What do Data Scientists mean by “Scaling”?
Occasionally when chatting with other data scientists, especially with others who are interested in integrating predictive models into production software system, the word “scaling” comes up.
I think this is a great question, but it’s a little underspecified. There seem to be at least three qualitatively different notions of “scaling” in data science, and it’s worth the effort to clarify each of them, and address how people tackle them.
Specifically, I think the real questions that underlie “scaling” are: “what happens when you have a lot more training data?”, “what happens when you have to make a lot more predictions?”, and “what happens when you have to fit a lot more models?”
Scaling the Training Data
How does your system perform if you have massive amounts of training data? Can you fit a model if you have a petabyte of log files? What if the files are on a thousand separate machines — can you learn in parallel?
These are some of the classic scaling questions that arose from the rise of web-scale data, and of storing every action from every user on a Hadoop cluster. In some ways, this isn’t a very interesting question. For many practical problems, the best thing to do is to sample the data down to a reasonable size and use an off-the-shelf learner. The additional percentage point of performance may not be worth your time to pursue, even allowing for the adage that more data beats better algorithms.

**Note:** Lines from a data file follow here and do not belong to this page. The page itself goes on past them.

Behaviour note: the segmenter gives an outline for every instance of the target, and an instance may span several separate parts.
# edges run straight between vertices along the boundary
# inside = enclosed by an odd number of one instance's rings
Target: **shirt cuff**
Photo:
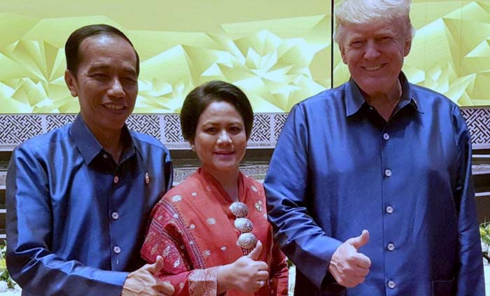
[[[216,296],[218,292],[218,269],[220,267],[194,269],[189,275],[190,296]]]

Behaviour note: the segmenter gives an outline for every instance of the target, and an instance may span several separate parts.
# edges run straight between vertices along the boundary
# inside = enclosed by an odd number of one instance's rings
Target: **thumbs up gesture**
[[[233,263],[222,266],[218,271],[218,295],[228,290],[251,294],[269,282],[269,267],[258,258],[262,251],[262,243],[248,255],[238,258]]]
[[[121,296],[170,296],[174,286],[155,277],[163,268],[163,258],[157,256],[155,263],[147,264],[127,275]]]
[[[328,271],[339,284],[354,288],[364,282],[371,260],[358,251],[368,242],[369,232],[365,230],[360,236],[347,239],[335,250]]]

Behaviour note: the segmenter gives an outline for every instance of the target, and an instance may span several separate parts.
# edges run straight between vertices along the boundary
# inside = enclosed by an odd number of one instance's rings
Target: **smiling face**
[[[201,113],[190,144],[202,167],[215,177],[237,174],[246,148],[244,120],[230,103],[213,101]]]
[[[397,93],[403,59],[412,45],[402,20],[343,26],[342,60],[360,90],[369,97]]]
[[[120,131],[138,94],[134,50],[119,36],[97,35],[82,41],[79,52],[78,71],[66,70],[65,81],[84,121],[96,136]]]

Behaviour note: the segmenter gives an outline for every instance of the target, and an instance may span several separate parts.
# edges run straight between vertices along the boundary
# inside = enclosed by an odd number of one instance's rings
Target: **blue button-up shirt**
[[[295,295],[484,295],[470,134],[455,104],[400,80],[388,122],[352,80],[288,117],[264,184]],[[345,289],[330,260],[364,229],[370,274]]]
[[[170,188],[167,149],[123,128],[119,163],[78,115],[13,152],[6,181],[7,265],[24,295],[120,295],[147,220]]]

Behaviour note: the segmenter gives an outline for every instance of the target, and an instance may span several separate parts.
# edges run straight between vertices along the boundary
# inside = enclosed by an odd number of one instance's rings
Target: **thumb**
[[[358,250],[360,248],[360,247],[369,242],[369,232],[364,230],[360,236],[353,237],[352,239],[350,239],[349,241],[351,244],[356,248],[356,250]]]
[[[157,260],[155,263],[150,265],[146,270],[155,275],[160,272],[163,269],[163,258],[160,255],[157,256]]]
[[[257,245],[248,254],[248,258],[254,261],[257,261],[258,258],[260,256],[262,253],[262,242],[260,241],[257,241]]]

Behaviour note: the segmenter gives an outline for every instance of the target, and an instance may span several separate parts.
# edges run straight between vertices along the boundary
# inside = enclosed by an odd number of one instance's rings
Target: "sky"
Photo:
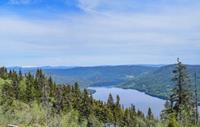
[[[0,66],[200,64],[199,0],[0,0]]]

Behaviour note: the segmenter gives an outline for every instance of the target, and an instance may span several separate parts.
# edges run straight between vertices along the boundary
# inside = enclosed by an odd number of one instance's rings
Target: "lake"
[[[143,92],[133,89],[121,89],[114,87],[89,87],[88,89],[95,90],[94,99],[107,102],[108,95],[111,93],[116,100],[116,96],[120,96],[120,103],[124,107],[135,105],[136,109],[147,114],[148,108],[151,107],[153,114],[159,118],[160,112],[164,109],[165,100],[152,97]]]
[[[144,92],[133,89],[121,89],[115,87],[89,87],[88,89],[96,91],[93,94],[93,97],[96,100],[107,102],[108,96],[111,93],[115,100],[117,95],[120,96],[120,103],[124,107],[130,107],[131,104],[133,104],[136,109],[139,109],[145,114],[147,114],[148,108],[150,107],[156,118],[160,118],[160,113],[164,109],[164,104],[166,102],[163,99],[152,97]]]

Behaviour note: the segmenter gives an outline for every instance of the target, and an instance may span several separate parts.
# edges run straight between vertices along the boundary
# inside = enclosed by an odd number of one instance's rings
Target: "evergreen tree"
[[[194,123],[194,100],[186,67],[179,59],[173,73],[175,87],[170,96],[170,106],[168,104],[164,112],[169,116],[174,114],[179,123],[190,126]]]

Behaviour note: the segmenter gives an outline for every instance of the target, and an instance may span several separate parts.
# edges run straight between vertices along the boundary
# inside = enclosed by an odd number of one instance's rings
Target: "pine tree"
[[[170,96],[170,104],[164,112],[168,113],[168,116],[174,114],[179,123],[189,126],[194,123],[194,100],[186,66],[179,59],[173,73],[172,81],[175,87]]]

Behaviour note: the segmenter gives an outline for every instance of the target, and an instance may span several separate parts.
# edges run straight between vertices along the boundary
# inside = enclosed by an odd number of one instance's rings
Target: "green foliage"
[[[1,72],[2,71],[2,72]],[[124,109],[120,97],[107,103],[96,101],[87,90],[58,85],[42,70],[22,75],[0,69],[0,125],[33,127],[150,127],[156,125],[151,113],[146,118],[135,107]]]
[[[178,127],[178,124],[190,127],[195,124],[196,119],[195,100],[186,67],[179,60],[173,74],[172,81],[175,86],[170,100],[166,102],[162,118],[169,123],[168,127]]]

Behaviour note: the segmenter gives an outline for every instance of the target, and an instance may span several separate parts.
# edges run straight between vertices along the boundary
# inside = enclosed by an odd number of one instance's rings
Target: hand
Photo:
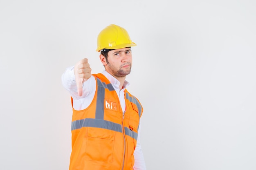
[[[81,60],[75,65],[74,73],[77,86],[77,92],[79,96],[83,94],[83,83],[91,77],[91,71],[92,69],[87,58]]]

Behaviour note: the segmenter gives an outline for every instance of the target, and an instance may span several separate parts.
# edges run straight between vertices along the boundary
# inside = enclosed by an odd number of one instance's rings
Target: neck
[[[123,88],[123,86],[124,86],[124,81],[125,81],[125,78],[126,76],[124,77],[117,77],[115,76],[114,76],[115,78],[116,78],[117,80],[120,82],[120,85],[119,85],[119,89],[121,90]]]

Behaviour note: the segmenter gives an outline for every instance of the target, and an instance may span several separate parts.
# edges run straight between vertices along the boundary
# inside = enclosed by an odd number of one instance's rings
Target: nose
[[[125,55],[125,54],[122,54],[122,60],[121,61],[122,62],[126,62],[128,61],[128,57]]]

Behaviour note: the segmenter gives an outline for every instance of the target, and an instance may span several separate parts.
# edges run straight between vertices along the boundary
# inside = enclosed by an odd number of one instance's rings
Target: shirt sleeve
[[[138,132],[138,138],[137,139],[137,144],[134,151],[134,170],[146,170],[146,164],[144,160],[144,156],[142,153],[141,147],[140,145],[140,126],[139,127]]]
[[[79,96],[74,68],[74,66],[67,68],[61,76],[63,86],[70,93],[73,99],[79,99],[86,97],[90,93],[95,93],[96,80],[94,77],[92,76],[83,83],[83,94],[81,96]]]

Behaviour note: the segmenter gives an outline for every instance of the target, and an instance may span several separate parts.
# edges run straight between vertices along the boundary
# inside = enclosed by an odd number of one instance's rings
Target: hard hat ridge
[[[103,49],[119,49],[137,45],[125,29],[114,24],[109,25],[100,32],[97,44],[98,52]]]

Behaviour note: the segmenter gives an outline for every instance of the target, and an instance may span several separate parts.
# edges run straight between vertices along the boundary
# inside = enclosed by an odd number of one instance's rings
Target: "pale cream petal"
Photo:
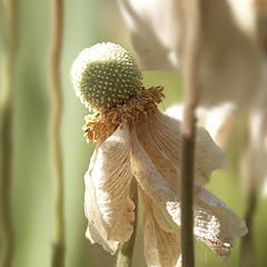
[[[95,190],[96,205],[101,218],[101,227],[108,240],[126,241],[134,230],[135,205],[129,199],[130,182],[130,140],[129,129],[118,127],[112,136],[100,146],[97,145],[95,158],[90,162],[89,177]],[[87,188],[88,194],[92,190]],[[86,209],[92,209],[86,198]],[[88,214],[88,212],[87,212]],[[96,220],[88,215],[88,221]]]
[[[181,122],[158,111],[148,122],[151,137],[160,151],[178,168],[181,161]],[[224,167],[225,154],[201,127],[196,134],[196,180],[206,184],[210,174]]]
[[[140,190],[144,205],[145,256],[148,267],[178,267],[180,233],[158,224],[151,199]],[[159,215],[159,212],[157,212]],[[160,219],[162,221],[162,219]]]
[[[96,151],[91,158],[91,161],[96,159]],[[96,190],[92,184],[92,179],[87,171],[85,176],[86,182],[86,194],[85,194],[85,212],[88,219],[88,228],[86,231],[86,237],[92,243],[100,244],[105,250],[110,254],[115,254],[118,249],[118,241],[108,240],[107,230],[103,227],[102,216],[98,208],[98,202],[96,198]]]
[[[236,238],[246,234],[245,221],[225,202],[197,185],[195,235],[219,258],[226,259]]]
[[[135,132],[131,134],[131,168],[135,177],[151,200],[161,207],[162,212],[166,212],[166,217],[169,215],[179,226],[179,190],[174,188],[174,184],[168,184],[172,179],[170,176],[174,176],[174,165],[168,160],[161,164],[157,161],[158,156],[155,158],[152,149],[147,149],[154,147],[152,142],[146,147],[148,155]],[[178,170],[175,179],[179,180]],[[235,244],[236,237],[245,235],[246,231],[245,222],[227,205],[200,185],[196,185],[195,235],[197,238],[206,243],[222,259],[230,255],[230,247]]]
[[[226,148],[228,144],[235,122],[235,109],[231,103],[224,103],[215,108],[197,108],[198,126],[202,126],[221,148]],[[175,119],[182,120],[184,106],[170,106],[166,112]]]

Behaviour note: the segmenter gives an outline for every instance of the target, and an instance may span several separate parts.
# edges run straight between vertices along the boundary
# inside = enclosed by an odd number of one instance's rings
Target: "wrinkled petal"
[[[182,37],[182,28],[178,29],[182,16],[177,16],[181,13],[180,1],[167,0],[161,4],[161,0],[118,0],[118,3],[131,30],[141,69],[178,69]]]
[[[195,235],[220,259],[229,257],[236,238],[247,234],[245,221],[200,185],[196,186],[195,216]]]
[[[182,70],[190,11],[181,0],[119,0],[131,41],[144,70]],[[259,47],[236,0],[201,1],[201,46],[198,85],[200,103],[234,101],[246,106],[255,96],[260,68]],[[247,3],[247,1],[245,1]],[[246,4],[245,3],[245,4]],[[244,6],[239,4],[239,6]],[[240,11],[241,10],[241,11]],[[254,8],[248,8],[254,17]],[[243,16],[243,19],[240,17]],[[246,22],[246,24],[244,24]],[[221,27],[224,26],[224,27]],[[248,30],[249,28],[249,30]],[[247,32],[249,31],[249,33]]]
[[[128,126],[119,127],[97,146],[86,177],[88,222],[99,228],[107,240],[126,241],[134,230],[135,204],[129,199],[132,179],[129,151]]]
[[[178,267],[180,256],[180,233],[164,225],[159,214],[155,216],[155,206],[141,191],[144,205],[145,256],[148,267]],[[157,221],[159,219],[160,222]]]
[[[174,165],[166,160],[162,161],[164,164],[157,164],[152,154],[148,155],[145,151],[135,132],[131,135],[131,142],[132,174],[149,197],[179,226],[179,191],[178,189],[172,190],[174,185],[168,185],[169,180],[174,180],[170,177],[174,176]],[[150,142],[147,147],[152,146]],[[161,157],[164,158],[164,156]],[[176,179],[179,179],[179,171],[176,176],[178,177]],[[179,187],[179,184],[177,186]],[[247,228],[244,220],[226,204],[200,185],[196,185],[194,231],[199,240],[206,243],[218,257],[224,259],[230,255],[230,247],[234,246],[236,237],[245,235]]]
[[[92,179],[87,171],[85,176],[86,194],[85,194],[85,212],[88,218],[88,228],[86,237],[92,243],[100,244],[105,250],[115,254],[118,249],[118,241],[108,240],[107,230],[103,227],[102,216],[99,211],[96,190]]]
[[[151,137],[160,151],[178,168],[181,161],[181,123],[157,112],[148,123]],[[196,132],[196,180],[206,184],[210,174],[225,165],[224,151],[201,127]]]
[[[184,106],[174,105],[166,110],[167,115],[182,120]],[[214,141],[221,148],[225,148],[234,122],[235,107],[231,103],[224,103],[216,108],[197,108],[198,125],[202,126],[211,136]]]

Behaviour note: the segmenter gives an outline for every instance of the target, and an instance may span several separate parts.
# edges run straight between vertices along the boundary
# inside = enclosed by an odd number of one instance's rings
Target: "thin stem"
[[[134,231],[131,234],[130,240],[121,244],[118,253],[118,257],[117,257],[116,267],[130,267],[132,264],[134,247],[135,247],[136,233],[137,233],[137,220],[138,220],[138,187],[135,178],[131,181],[130,198],[136,205]]]
[[[248,234],[241,238],[240,245],[240,267],[253,267],[255,258],[255,247],[254,247],[254,215],[257,208],[257,182],[255,180],[255,171],[253,162],[253,151],[250,148],[250,138],[246,140],[246,151],[243,158],[243,178],[245,185],[246,194],[246,214],[245,221],[248,228]]]
[[[60,82],[60,59],[62,47],[63,1],[52,0],[52,39],[50,50],[50,88],[52,113],[50,118],[50,150],[55,178],[55,228],[52,266],[65,266],[65,224],[63,224],[63,171],[60,142],[62,117],[62,90]]]
[[[16,60],[16,1],[3,0],[4,52],[0,103],[0,266],[10,267],[13,257],[12,197],[12,121]]]
[[[195,109],[199,95],[197,71],[200,47],[200,12],[198,0],[185,0],[184,4],[187,21],[184,70],[187,99],[181,132],[181,259],[184,267],[194,267]]]

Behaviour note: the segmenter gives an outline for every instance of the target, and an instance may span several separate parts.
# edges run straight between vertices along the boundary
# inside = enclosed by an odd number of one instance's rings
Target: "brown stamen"
[[[122,123],[140,125],[149,119],[157,110],[157,103],[165,97],[162,87],[144,87],[136,96],[118,103],[112,108],[106,108],[86,117],[86,125],[82,127],[87,141],[105,141],[111,136],[117,127]]]

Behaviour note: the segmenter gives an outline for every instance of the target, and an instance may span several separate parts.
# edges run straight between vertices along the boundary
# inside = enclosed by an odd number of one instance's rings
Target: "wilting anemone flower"
[[[180,122],[161,113],[162,87],[145,89],[132,57],[115,43],[85,49],[72,66],[77,95],[95,113],[83,126],[96,144],[85,176],[87,237],[115,254],[129,240],[135,209],[132,179],[145,210],[145,255],[148,266],[177,266],[180,256]],[[206,190],[225,155],[208,132],[196,138],[195,235],[225,259],[246,225],[226,204]]]

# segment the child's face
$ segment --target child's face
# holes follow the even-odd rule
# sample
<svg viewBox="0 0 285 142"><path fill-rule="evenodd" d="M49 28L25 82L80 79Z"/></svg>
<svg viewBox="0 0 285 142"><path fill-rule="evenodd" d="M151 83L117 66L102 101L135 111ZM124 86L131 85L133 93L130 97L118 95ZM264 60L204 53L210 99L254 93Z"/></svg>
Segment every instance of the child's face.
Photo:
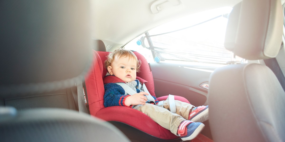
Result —
<svg viewBox="0 0 285 142"><path fill-rule="evenodd" d="M107 69L110 74L127 82L135 80L137 78L137 61L133 58L115 57Z"/></svg>

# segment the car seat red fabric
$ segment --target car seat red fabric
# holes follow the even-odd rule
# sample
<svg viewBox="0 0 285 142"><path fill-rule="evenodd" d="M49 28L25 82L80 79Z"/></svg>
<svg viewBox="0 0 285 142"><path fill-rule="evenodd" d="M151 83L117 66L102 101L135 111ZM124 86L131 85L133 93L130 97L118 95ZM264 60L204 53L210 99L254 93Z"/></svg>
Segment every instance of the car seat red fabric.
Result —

There are important exceptions, of course. If you’re trying to learn to classify images, you probably do need all of Google’s data. Much of the immense progress made in recent years in image and video analysis, and text and speech processing, is indeed due to having vastly more labeled training data than was available 15 years ago.
When you do need all of the data, machine learning algorithms such as Stochastic Gradient Descent parallelize well. You can also do clever tricks such as split up your learning problem into a slow part and a fast part, and only do the slow part occasionally — Facebook does this with ad click models, using expensive random forest models occasionally to find critical feature combinations, but linear regression nightly to optimize against current data.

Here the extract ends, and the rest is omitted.